Poster Presentation 2024 Australian Marine Sciences Association Annual Meeting combined with NZMSS

Short and long range acoustic cues available to marine fauna (#678)

Robert McCauley 1 , Curt Jenner 2 , Micheline N Jenner 2 , Andrew Jeffs 3
  1. Curtin University, Bentley, WA, Australia
  2. Centre Whale Research (WA Inc.), Perth, Western Australia, Australia
  3. Institute of Marine Science, University of Auckland, Auckland, New Zealand

Marine fauna operate in visually restricted waters with great efficiency plus many species navigate over tens to thousands of km ranges annually. While they use a host of sensory cues to achieve this, acoustics or listening, offers clues at all scales. Such clues may be of biologic or physical origin. At the small, perhaps out to 1 km scale, individual sounds from invertebrates and fish can be localised by other fauna. In the deep ocean coherent whale signals can transmit to almost 200 km making the definition of a ‘group’ somewhat different to human perception. Invertebrates, fish and whales are known to produce choruses which can be detected into many km to 1000’s of km for deep sound channel ducted whale choruses.

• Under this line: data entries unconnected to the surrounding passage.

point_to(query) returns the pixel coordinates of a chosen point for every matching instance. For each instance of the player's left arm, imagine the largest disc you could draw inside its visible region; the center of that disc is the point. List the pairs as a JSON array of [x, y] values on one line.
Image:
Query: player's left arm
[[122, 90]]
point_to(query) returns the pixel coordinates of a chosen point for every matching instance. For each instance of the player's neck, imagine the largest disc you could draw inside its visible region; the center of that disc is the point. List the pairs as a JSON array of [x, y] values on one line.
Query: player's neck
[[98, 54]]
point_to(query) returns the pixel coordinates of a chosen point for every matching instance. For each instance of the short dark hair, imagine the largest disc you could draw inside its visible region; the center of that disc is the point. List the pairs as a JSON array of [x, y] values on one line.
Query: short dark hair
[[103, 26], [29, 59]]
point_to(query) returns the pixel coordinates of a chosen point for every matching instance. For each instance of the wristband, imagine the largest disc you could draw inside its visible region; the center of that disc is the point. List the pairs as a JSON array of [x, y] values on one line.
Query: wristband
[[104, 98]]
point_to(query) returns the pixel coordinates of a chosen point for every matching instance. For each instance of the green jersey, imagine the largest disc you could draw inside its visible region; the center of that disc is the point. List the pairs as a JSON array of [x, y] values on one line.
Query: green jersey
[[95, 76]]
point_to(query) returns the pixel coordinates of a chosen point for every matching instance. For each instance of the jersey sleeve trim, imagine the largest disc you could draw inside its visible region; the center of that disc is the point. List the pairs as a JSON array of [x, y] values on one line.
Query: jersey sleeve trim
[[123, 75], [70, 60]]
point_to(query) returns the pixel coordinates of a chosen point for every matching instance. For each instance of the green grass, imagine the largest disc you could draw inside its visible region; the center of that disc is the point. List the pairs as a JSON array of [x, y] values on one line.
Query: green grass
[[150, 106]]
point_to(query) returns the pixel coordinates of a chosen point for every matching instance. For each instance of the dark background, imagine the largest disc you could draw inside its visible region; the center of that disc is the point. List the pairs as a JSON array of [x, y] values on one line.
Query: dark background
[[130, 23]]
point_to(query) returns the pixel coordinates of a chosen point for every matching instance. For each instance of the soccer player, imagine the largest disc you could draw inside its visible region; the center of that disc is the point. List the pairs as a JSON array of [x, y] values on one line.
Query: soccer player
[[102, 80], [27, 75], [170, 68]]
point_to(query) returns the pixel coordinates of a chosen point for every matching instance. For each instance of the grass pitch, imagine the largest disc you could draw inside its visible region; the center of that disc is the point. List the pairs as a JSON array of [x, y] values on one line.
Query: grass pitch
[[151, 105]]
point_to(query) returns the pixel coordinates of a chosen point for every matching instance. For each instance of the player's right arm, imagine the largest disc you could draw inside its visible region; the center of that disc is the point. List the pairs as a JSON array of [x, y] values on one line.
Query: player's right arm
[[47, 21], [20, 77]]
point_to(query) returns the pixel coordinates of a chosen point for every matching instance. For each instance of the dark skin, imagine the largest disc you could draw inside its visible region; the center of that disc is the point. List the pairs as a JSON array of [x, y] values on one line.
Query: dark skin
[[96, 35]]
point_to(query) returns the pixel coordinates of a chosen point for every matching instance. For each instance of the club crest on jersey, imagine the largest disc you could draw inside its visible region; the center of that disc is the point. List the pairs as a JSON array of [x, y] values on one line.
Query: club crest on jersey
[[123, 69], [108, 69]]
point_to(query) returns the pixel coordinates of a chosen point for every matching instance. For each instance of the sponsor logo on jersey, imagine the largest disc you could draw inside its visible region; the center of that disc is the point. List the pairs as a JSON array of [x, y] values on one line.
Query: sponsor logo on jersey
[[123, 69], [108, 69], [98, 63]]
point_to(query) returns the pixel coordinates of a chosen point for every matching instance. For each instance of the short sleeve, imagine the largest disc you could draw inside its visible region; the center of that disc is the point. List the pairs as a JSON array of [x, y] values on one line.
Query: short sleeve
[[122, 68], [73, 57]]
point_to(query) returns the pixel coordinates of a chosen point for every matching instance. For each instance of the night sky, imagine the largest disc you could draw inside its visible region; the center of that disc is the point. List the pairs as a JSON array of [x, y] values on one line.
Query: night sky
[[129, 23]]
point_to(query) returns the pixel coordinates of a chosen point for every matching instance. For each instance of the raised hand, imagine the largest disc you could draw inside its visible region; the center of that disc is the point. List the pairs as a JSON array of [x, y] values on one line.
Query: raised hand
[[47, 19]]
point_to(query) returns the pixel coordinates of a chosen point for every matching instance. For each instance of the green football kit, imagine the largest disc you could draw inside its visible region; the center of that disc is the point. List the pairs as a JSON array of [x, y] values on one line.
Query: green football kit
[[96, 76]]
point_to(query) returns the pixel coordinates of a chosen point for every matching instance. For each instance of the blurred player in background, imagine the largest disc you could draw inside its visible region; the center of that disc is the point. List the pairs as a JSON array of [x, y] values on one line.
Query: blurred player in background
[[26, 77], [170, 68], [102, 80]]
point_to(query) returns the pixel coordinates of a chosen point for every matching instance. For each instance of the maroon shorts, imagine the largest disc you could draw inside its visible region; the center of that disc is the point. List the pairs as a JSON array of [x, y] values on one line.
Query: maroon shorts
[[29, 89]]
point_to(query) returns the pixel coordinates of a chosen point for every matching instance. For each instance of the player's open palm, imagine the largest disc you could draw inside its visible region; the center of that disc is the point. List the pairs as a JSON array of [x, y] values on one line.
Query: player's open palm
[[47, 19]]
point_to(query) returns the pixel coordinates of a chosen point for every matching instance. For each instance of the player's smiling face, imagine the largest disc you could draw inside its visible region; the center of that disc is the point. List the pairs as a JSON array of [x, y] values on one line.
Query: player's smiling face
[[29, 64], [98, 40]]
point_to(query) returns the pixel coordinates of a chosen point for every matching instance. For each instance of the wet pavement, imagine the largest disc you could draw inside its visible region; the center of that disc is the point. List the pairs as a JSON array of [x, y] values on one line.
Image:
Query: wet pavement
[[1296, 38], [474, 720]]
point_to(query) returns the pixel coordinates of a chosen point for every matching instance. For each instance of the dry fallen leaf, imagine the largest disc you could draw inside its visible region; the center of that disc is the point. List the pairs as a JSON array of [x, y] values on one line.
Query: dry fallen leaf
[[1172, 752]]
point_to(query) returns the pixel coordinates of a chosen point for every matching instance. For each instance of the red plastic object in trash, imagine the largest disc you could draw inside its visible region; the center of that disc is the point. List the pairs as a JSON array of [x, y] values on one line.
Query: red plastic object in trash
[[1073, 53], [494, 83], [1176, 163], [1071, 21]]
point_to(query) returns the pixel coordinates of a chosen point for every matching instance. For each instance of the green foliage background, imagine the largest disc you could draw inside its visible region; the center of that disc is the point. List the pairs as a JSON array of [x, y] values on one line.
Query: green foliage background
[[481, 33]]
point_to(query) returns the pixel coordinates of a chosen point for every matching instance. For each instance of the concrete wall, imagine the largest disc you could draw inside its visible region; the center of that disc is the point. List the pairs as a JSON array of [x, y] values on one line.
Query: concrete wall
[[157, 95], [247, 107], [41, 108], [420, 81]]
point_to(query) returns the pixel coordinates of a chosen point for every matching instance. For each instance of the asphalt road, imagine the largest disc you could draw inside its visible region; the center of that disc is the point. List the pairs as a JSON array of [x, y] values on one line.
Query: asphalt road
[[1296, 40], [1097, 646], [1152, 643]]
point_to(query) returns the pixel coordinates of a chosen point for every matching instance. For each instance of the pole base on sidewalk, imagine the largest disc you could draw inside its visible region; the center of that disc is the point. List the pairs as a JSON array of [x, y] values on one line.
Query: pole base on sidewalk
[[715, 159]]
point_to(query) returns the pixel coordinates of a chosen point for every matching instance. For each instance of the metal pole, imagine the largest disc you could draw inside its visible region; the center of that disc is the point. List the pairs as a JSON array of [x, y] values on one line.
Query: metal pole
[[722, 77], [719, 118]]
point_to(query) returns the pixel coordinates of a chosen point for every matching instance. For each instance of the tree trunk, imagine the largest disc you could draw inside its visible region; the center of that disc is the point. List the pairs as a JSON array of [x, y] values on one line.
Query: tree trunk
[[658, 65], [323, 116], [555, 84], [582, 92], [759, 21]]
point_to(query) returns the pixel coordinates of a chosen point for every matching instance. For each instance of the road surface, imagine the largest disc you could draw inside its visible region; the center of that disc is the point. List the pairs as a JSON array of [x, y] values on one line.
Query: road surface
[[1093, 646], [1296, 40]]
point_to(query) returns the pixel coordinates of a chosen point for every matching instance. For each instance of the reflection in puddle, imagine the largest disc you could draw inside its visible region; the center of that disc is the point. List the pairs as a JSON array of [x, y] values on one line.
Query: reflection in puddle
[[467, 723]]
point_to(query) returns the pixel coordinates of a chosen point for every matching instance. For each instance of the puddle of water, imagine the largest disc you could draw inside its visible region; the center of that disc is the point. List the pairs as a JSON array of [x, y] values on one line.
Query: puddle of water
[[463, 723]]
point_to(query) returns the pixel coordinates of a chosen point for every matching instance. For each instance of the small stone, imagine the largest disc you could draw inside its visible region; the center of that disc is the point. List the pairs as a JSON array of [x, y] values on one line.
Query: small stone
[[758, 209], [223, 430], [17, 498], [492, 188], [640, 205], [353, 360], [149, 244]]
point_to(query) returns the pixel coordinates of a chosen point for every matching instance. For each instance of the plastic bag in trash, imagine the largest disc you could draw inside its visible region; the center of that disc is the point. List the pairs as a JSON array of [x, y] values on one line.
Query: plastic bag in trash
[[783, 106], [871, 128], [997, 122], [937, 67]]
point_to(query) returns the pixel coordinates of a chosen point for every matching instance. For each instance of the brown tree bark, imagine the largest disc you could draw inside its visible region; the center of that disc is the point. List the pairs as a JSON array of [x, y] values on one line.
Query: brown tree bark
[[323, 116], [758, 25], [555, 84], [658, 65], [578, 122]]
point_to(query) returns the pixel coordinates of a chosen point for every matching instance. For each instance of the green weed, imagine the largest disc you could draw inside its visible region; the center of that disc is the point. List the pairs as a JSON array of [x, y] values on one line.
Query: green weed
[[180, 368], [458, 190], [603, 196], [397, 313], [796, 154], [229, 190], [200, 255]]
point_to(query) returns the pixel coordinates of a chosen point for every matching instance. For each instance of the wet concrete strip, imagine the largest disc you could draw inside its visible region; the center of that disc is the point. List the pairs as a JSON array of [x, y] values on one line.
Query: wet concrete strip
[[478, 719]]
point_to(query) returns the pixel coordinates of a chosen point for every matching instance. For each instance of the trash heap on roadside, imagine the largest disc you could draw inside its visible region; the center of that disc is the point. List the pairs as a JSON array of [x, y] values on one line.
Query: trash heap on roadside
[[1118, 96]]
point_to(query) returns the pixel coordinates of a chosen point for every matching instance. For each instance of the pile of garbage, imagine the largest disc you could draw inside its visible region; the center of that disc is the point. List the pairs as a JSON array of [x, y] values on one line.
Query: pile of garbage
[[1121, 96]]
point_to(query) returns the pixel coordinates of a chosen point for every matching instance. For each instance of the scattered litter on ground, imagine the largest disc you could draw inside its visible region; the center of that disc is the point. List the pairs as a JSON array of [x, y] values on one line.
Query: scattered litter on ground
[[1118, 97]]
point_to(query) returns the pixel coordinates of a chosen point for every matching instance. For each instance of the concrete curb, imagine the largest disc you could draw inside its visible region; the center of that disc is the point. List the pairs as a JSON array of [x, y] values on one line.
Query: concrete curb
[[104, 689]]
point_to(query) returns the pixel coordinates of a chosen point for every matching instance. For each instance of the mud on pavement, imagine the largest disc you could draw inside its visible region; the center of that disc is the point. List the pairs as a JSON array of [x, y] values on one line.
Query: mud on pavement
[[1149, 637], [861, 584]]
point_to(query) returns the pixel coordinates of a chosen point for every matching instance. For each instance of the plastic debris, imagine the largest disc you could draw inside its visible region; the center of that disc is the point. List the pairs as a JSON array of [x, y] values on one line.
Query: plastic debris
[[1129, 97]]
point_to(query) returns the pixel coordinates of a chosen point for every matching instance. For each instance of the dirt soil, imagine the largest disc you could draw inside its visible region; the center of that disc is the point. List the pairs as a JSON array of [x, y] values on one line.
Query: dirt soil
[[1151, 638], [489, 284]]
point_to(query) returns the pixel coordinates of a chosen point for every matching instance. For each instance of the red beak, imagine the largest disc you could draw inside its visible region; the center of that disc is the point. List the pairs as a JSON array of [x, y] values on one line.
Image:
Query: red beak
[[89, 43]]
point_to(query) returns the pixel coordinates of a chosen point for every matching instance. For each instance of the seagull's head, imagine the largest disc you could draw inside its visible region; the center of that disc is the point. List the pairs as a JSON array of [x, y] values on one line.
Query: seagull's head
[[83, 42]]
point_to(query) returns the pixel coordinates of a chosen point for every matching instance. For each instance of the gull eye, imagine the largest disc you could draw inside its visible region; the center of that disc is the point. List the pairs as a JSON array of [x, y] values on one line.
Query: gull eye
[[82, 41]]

Long range physical cues are common in the deep ocean. Examples are presented of an unknown noise source in the 3-18 kHz band which appeared to emanate from a large Antarctic krill swarm, evening fish choruses along the Western Australian coast which propagate tens km and during the 2019 Indian Ocean cruise, breaking wave noise from the southern end of the Abrolhos Islands tracked over two days out to 200 nautical miles (370 km).